1. I started watching The Third Man exactly six minutes past midnight on a Friday night, after an 8.5 hour work shift, on my laptop. This is normally a recipe for disaster. It means that I won't get through more than 10 minutes of the film; I’ll leave it for when my mood is better set for watching movies, and most likely, I won’t go back to it anytime soon on the account of a “bad” opening. Ten minutes into The Third Man, I was already engaged in a puzzling murder mystery presented with a flavour of humour that runs through the film to the end. For a film that’s more than sixty years old, The Third Man has remained surprisingly fresh. The comedy hasn’t lost any of its wit and the mystery is so deftly drawn out, one can hardly take eyes away from the screen. Whatever problem you may have with the film, there’s one thing you can’t complain about; Time has not taken its toll on this one.
2. The number of still images that can be singled out from The Third Man and named among the very best in film history is boundless, but the film’s cinematography isn’t just about beautiful images. It’s about how these images define character, mood, atmosphere and the elements of the story. I find it hard to think of another film that uses lighting and shadows so strongly to personify its characters or to progress its narrative. The prime example among many is the introduction of Harry. In the pitch black dark setting of the night, after a quarrel, a building resident opens her window to shush the noises. The light from the window reflects on the face of the villain we (along with Holly) have been so eagerly anticipating. The set-up and the lighting in this scene are divine. The climatic finale of the film, the chase scene in the sewage system is as good as one can ever hope for. Modern action films never match the level of precision put into the cinematography of this sequence.
3. I’ve seen enough films to know that The Third Man is neither the first, nor the last film to use editing techniques or props for exposition. Yet, these expositions (or the lack thereof) are presented so satisfyingly that it distinguishes the film from anything else that employs similar mechanisms. Joseph Cotten’s terrific performance is equally responsible for how all of these scenes play out. One of the best of such scenes is when Holly Martins (Cotten’s character) is taken away by a frantic taxi driver who drives madly through the streets of Vienna, taking Holly to an unknown destination without listening to a word he says. (If you haven’t seen the film, the build-up to the driving scene goes like this: a mob of angry people run after Cotten and his friend when the two arrive at a building hoping to meet the guard, only to find out he’s been killed. Once a little kid points out to them and shouts, people assume they’re to be blamed and run after them, but they get away. Immediately after this scene, we see the shady taxi driver dressed in all black asking a hotel concierge in an angry tone if he knows where Martins is. Upon Martins's arrival at the hotel, the driver takes him.)

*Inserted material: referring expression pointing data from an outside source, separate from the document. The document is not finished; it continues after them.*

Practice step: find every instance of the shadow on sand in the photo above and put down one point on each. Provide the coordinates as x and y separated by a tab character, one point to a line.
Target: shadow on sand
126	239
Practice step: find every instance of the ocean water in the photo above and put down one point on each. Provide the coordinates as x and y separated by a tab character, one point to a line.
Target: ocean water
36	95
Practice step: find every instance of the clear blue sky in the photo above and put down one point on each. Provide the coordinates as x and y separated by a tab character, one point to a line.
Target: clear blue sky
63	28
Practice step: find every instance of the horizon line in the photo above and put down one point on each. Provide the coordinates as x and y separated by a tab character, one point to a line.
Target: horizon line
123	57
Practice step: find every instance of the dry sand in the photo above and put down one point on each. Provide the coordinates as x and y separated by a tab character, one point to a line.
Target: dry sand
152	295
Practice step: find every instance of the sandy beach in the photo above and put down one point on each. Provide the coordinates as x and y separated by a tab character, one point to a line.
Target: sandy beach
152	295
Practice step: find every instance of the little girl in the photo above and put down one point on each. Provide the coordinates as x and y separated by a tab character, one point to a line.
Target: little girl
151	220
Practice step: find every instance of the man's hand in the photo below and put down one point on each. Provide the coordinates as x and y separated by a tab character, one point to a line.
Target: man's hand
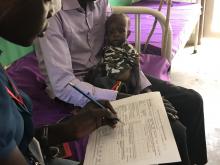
171	112
106	116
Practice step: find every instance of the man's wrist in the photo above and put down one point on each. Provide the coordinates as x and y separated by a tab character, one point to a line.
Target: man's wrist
122	95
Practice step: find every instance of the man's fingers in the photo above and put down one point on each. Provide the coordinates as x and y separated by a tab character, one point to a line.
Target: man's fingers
109	106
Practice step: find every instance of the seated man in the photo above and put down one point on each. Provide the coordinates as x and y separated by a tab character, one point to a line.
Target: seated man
70	49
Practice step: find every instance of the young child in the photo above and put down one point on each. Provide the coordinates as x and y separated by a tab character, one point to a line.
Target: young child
120	67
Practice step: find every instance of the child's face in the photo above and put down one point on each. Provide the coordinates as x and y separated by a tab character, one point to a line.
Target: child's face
117	32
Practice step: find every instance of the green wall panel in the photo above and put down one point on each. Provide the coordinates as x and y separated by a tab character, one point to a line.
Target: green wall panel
11	52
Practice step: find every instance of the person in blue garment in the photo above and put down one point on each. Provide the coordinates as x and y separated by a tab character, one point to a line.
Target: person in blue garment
71	48
21	21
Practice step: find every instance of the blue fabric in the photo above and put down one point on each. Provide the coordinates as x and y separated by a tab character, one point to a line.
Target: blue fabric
12	120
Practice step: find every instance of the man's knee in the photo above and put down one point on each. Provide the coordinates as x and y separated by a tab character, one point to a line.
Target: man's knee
179	131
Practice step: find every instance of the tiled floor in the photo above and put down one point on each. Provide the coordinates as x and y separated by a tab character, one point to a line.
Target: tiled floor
201	72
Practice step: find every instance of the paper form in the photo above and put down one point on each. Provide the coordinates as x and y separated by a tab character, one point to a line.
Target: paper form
145	138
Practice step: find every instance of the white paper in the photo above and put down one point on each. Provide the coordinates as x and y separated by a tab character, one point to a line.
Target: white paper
145	138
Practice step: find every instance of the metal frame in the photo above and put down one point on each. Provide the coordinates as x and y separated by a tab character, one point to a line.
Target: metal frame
166	28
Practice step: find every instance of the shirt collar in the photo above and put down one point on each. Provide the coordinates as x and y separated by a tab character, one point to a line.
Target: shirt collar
74	4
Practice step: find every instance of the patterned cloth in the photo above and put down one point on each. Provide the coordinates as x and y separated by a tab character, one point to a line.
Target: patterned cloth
119	59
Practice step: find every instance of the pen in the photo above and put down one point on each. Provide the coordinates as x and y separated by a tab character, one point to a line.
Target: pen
91	99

The structure of the scene makes us believe that Martins is either being taken to the police or to the actual murderers, possibly Baron Kurtz or Popescu. When the taxi finally arrives at the destination, Martins finds himself an audience ready to listen to his lecture on modern writing, an arrangement he had made earlier but never gave a second thought to, given the circumstances. The editing of this scene along with Cotten’s reaction to the welcoming host of the event makes for a brilliant scene and a much needed comic relief.
These expositions culminate in the best shot of the film – the very last one. Holly, refusing to leave Vienna without resolving his relationship with his love interest, waits by the side of the road she’s taking to meet her for a talk. The single 2-minute long static shot captures her as she walks toward the camera and eventually exits the frame without any contact with Holly. This, in my opinion, is Reed’s ace. The brilliant and subtle editing work plays once more with our imagination and ends the film better than any verbal exchange could.
4. There’s no doubt that Orson Welles is one of the greatest figures in the 20th century cinema. Here, in one of his strongest performances, Welles creates an enigmatic villain without ever stepping over the border. His Harry is both menacing and human. He’s as sly and ruthless as any movie villain, but you can see fear all over his face when he runs for his life. He makes us feel revolted with his “Do you care if one of those dots stops spinning?” as a metaphor for people’s death; but in the final sequence, he makes us feel for him a little bit without ever victimizing the fallen criminal. He knows perfectly how to downplay the monstrosity of Harry with his humour and facetiousness. In a film that is not short of great performances by any stretch of the imagination, Welles stands head and shoulders above everyone else.